入り口で「身分証がなきゃ入れない」と拒否する軍人さんに、Mはそこが公的機関である以上、入るのはムリだろうな、と考えた。規則は規則で、それに対してそれ以上、深く考えたことがなかったのだ。
だから、ヒイラギちゃんが取りすがるように、
「ええっ! でも、もう三十分も歩いたの。疲れて帰れないよう。お願い、中に入れて」
と言い放った時は驚愕した。ちょっとだけ、軽蔑もした。
ところが、軍人さんの方も、
「しょうがないなあ。今回だけだよ」
と苦笑しながら通してくれたものだから、もっと驚愕した。
ヒイラギちゃんはしれっと中に入っていったけど、Mは理解ができなかった。その一連の流れはまったく、理解不能だったのだ。
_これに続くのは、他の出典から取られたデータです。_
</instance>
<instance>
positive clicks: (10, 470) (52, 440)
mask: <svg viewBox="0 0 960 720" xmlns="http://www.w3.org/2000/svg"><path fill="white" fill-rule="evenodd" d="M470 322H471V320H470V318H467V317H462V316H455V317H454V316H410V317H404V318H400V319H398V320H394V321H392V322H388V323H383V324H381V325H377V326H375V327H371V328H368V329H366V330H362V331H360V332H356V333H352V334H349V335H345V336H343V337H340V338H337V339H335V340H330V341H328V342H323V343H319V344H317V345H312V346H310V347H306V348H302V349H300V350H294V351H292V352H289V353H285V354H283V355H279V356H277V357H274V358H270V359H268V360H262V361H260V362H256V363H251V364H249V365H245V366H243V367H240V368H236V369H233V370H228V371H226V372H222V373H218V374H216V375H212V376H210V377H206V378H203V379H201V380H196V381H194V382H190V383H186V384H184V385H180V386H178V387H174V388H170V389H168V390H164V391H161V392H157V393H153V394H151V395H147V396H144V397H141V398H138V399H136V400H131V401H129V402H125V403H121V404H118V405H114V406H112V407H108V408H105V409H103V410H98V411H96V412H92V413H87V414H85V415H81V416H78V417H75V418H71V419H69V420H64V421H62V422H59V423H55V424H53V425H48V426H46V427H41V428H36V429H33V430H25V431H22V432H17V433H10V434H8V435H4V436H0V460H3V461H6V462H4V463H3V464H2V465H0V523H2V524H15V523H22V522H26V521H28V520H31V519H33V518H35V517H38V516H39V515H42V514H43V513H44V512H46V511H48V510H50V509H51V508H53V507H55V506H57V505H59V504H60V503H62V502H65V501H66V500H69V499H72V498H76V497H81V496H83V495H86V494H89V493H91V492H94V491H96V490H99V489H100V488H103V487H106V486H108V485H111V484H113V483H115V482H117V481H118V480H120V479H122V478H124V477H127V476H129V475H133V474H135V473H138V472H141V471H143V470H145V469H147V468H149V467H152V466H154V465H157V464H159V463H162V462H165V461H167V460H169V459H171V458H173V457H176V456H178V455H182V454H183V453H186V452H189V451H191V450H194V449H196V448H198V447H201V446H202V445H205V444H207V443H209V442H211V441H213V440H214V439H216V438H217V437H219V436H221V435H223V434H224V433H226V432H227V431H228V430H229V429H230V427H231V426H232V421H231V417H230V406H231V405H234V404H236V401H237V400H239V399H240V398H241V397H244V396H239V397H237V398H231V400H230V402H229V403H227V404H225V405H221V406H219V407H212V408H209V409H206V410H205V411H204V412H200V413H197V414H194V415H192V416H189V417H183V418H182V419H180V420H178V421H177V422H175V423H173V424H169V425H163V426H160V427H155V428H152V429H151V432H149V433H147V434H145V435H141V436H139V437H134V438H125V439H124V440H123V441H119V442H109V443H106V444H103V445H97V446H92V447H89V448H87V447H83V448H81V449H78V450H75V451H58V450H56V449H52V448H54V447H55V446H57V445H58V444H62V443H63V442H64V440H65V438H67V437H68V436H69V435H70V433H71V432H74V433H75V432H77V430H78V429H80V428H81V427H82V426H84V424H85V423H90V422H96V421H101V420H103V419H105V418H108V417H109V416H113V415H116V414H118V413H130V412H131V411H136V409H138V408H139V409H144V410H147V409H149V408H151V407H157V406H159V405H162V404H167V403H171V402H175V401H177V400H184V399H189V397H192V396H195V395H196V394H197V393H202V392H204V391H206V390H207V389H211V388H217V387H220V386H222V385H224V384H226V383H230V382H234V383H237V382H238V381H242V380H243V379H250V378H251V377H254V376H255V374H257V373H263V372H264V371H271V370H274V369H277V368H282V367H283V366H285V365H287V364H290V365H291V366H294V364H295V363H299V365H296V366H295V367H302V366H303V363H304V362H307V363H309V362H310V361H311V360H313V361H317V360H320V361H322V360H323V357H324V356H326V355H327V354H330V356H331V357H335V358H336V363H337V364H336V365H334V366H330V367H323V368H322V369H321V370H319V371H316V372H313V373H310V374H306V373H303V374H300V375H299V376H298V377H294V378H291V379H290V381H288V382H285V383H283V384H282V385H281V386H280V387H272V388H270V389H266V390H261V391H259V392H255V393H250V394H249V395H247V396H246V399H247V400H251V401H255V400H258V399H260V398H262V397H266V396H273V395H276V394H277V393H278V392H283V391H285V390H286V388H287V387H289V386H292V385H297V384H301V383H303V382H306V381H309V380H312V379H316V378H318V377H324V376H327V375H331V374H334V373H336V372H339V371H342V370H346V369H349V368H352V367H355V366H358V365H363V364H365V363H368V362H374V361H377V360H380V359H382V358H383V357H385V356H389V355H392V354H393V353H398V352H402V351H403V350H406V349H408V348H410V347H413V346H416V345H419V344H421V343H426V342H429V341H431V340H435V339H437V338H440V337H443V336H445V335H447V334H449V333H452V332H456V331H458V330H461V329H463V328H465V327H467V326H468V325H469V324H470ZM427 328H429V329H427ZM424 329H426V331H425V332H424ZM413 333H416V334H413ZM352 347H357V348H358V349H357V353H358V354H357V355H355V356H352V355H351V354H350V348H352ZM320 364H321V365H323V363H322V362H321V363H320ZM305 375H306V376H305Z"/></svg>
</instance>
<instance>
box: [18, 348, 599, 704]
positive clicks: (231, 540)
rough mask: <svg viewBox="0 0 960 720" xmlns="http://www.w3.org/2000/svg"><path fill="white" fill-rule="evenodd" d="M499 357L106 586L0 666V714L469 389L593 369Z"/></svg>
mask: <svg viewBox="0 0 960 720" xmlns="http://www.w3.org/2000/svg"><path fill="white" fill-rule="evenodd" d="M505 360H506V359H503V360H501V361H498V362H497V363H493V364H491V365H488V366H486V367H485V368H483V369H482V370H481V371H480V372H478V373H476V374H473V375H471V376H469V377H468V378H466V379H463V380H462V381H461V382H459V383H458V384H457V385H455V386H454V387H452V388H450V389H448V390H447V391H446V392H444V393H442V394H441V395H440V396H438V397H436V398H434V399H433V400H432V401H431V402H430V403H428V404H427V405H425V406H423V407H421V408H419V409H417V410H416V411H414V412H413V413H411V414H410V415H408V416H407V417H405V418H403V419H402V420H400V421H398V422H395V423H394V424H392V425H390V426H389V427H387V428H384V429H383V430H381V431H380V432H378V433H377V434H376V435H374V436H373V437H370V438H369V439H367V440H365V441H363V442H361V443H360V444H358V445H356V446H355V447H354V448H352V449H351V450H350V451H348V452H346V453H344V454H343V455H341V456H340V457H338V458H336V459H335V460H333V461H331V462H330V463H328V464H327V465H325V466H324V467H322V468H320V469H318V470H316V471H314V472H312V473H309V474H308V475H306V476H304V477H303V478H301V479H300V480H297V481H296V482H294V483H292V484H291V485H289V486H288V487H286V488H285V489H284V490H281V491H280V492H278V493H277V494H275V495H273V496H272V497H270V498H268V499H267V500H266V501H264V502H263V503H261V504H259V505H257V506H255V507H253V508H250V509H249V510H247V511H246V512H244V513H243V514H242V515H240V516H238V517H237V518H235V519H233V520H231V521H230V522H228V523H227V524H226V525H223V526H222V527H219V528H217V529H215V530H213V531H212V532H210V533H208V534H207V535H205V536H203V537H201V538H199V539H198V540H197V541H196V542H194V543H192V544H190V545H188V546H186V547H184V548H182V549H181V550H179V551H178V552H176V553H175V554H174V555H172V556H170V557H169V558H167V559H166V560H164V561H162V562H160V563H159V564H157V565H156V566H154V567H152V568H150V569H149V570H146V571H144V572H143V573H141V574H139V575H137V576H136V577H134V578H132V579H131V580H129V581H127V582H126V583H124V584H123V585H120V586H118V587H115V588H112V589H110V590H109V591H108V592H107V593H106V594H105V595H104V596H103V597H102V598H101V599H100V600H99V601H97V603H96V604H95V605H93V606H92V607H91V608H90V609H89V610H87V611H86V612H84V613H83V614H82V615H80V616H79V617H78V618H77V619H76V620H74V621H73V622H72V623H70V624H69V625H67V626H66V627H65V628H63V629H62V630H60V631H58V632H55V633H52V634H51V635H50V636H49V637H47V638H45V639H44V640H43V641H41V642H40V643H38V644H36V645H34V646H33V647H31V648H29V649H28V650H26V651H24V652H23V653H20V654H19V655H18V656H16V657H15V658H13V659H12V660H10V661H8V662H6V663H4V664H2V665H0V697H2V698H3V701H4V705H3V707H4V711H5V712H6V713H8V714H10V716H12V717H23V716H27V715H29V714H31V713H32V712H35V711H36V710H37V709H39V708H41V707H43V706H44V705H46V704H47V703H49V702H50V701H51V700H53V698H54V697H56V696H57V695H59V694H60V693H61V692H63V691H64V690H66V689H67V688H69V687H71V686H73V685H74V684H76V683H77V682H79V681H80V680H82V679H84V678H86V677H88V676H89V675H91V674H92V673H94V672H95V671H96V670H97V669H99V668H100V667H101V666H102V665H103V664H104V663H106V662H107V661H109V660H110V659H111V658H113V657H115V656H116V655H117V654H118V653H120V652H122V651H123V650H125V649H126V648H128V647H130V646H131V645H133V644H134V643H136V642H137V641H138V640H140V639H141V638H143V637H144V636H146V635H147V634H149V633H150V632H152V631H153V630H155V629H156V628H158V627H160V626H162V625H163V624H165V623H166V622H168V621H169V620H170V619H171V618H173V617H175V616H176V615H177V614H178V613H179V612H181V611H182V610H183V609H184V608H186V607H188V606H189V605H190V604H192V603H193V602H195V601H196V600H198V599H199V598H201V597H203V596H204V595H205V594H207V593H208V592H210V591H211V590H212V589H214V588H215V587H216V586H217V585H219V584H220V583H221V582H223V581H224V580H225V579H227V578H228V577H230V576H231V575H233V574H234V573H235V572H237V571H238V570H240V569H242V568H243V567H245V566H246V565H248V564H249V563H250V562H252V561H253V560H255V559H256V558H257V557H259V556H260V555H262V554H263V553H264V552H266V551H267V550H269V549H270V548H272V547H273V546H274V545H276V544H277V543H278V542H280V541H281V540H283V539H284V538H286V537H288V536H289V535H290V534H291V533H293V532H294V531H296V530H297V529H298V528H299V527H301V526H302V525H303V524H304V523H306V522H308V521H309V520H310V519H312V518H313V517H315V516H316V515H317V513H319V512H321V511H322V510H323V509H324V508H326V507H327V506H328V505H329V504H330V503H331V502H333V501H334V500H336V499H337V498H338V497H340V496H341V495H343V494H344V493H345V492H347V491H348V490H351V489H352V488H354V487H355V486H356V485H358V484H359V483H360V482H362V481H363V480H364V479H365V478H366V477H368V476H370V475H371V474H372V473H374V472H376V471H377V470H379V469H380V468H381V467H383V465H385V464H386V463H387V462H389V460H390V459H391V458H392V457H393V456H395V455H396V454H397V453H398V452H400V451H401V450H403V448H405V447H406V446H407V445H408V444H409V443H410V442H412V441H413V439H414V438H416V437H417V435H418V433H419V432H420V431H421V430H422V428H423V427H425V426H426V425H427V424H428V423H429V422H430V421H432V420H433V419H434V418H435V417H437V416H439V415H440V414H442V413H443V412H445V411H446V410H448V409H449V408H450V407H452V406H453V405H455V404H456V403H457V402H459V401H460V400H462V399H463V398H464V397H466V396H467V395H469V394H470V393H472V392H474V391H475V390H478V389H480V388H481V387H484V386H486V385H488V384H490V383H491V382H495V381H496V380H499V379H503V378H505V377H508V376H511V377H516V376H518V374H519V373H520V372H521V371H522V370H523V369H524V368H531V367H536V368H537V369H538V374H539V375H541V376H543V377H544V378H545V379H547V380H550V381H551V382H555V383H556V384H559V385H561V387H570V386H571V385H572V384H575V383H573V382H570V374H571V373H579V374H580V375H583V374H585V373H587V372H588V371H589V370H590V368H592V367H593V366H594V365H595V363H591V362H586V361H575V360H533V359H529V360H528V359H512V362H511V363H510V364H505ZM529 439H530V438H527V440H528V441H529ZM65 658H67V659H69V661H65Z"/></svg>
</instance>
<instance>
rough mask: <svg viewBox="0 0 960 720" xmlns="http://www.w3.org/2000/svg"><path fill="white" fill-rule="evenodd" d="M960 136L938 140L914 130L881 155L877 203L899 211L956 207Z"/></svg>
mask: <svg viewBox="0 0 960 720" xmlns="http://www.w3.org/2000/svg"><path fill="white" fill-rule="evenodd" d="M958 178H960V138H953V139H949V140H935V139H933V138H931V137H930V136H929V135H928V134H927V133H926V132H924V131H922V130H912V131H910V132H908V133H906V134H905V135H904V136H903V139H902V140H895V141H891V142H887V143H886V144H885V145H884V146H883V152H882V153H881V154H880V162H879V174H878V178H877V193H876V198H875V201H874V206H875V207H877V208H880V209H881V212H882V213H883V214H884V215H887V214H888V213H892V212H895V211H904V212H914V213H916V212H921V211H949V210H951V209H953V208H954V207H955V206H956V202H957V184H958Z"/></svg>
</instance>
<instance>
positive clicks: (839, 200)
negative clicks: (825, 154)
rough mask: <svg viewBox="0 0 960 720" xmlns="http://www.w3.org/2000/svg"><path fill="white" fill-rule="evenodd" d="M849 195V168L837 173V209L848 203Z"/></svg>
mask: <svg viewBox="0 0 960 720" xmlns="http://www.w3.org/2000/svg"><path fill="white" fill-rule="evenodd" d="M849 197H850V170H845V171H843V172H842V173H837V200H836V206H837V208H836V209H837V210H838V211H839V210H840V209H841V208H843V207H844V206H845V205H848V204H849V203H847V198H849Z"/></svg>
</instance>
それは、Mにとって世界が塗り変わるような衝撃だった。
対話をすればなにかを許されることがあるだなんて、物語の中だけのことかと思っていたのだ。Mの人生の中で初めて見たものだった。
だから一人、すごいすごいと騒いだ。
ヒイラギちゃんは嬉しそうにしていたけど、どうしてMが興奮しているのかは分からなかっただろう。その夜、Mはずっと興奮していた。
肝心のスポーツの方は、普段まったく運動をしないヒイラギちゃんがすぐさま匙を投げたせいで、そうそうに退散することになったけれど、そんなことはもはやMにとっては些細なことだった。
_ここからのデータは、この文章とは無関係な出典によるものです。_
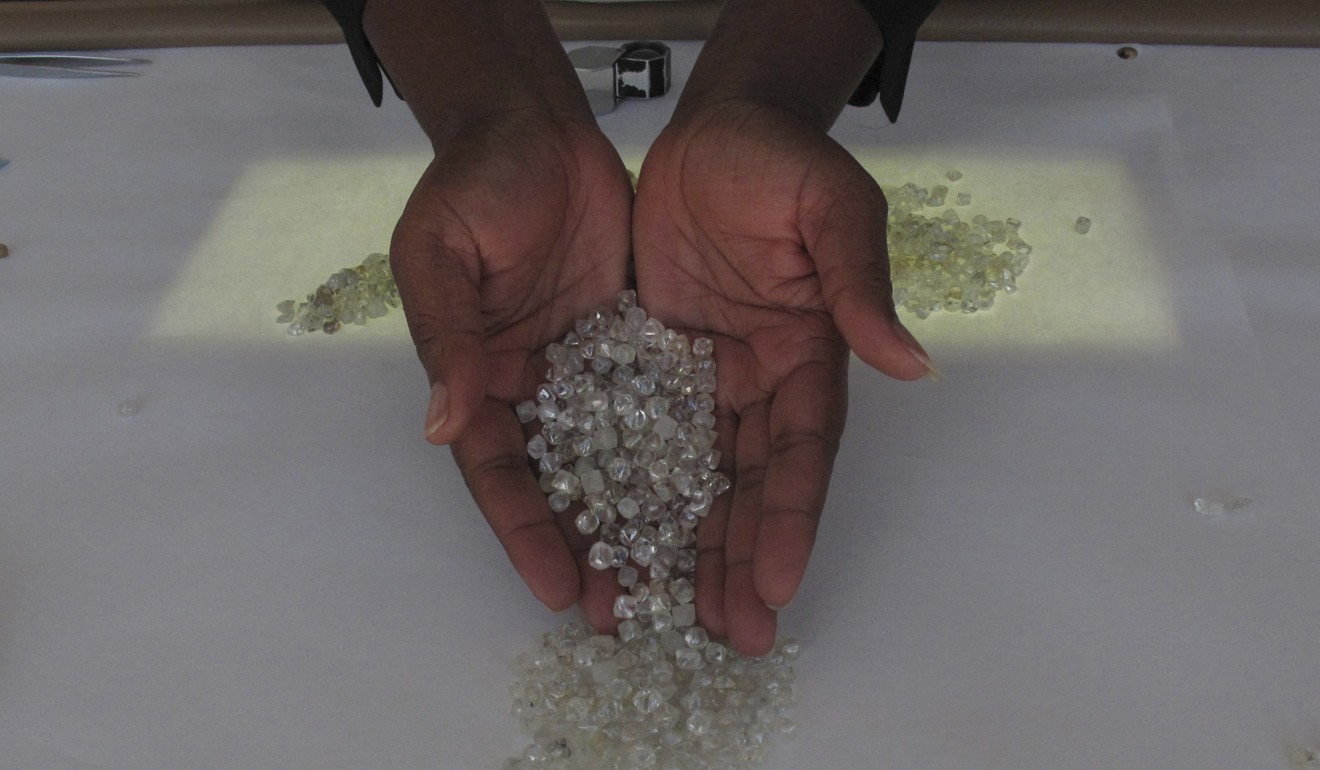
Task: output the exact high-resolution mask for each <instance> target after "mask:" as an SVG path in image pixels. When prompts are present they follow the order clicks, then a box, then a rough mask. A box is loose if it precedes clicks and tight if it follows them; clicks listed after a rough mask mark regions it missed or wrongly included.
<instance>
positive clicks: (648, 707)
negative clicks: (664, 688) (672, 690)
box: [632, 687, 664, 713]
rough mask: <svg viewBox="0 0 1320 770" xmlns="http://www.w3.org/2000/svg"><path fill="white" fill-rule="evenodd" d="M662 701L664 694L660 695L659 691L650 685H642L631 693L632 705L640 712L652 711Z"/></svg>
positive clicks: (655, 707)
mask: <svg viewBox="0 0 1320 770" xmlns="http://www.w3.org/2000/svg"><path fill="white" fill-rule="evenodd" d="M663 703H664V696H661V695H660V691H657V689H655V688H652V687H643V688H642V689H639V691H636V692H635V693H634V695H632V707H634V708H636V709H638V711H639V712H642V713H652V712H653V711H656V709H657V708H660V704H663Z"/></svg>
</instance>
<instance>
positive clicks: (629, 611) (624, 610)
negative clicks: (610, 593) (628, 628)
mask: <svg viewBox="0 0 1320 770" xmlns="http://www.w3.org/2000/svg"><path fill="white" fill-rule="evenodd" d="M636 614H638V600H636V597H634V596H631V594H627V593H624V594H620V596H618V597H615V600H614V617H616V618H622V619H628V618H632V617H636Z"/></svg>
Mはヒイラギちゃんのことがその時、もっと好きになった。
文化がちがいすぎて、ヘンなヒイラギちゃんを誇らしく思った。
それが、今から六年も前の、Mとヒイラギちゃんの些細な思い出だ。あの出来事から三年ほどしてヒイラギちゃんは国に帰り、商人になった。
そんなことを思い出しながら空を見上げていたせいだろう。ぐしゃ、と靴が犬のフンを踏みつぶしたイヤな感覚がした。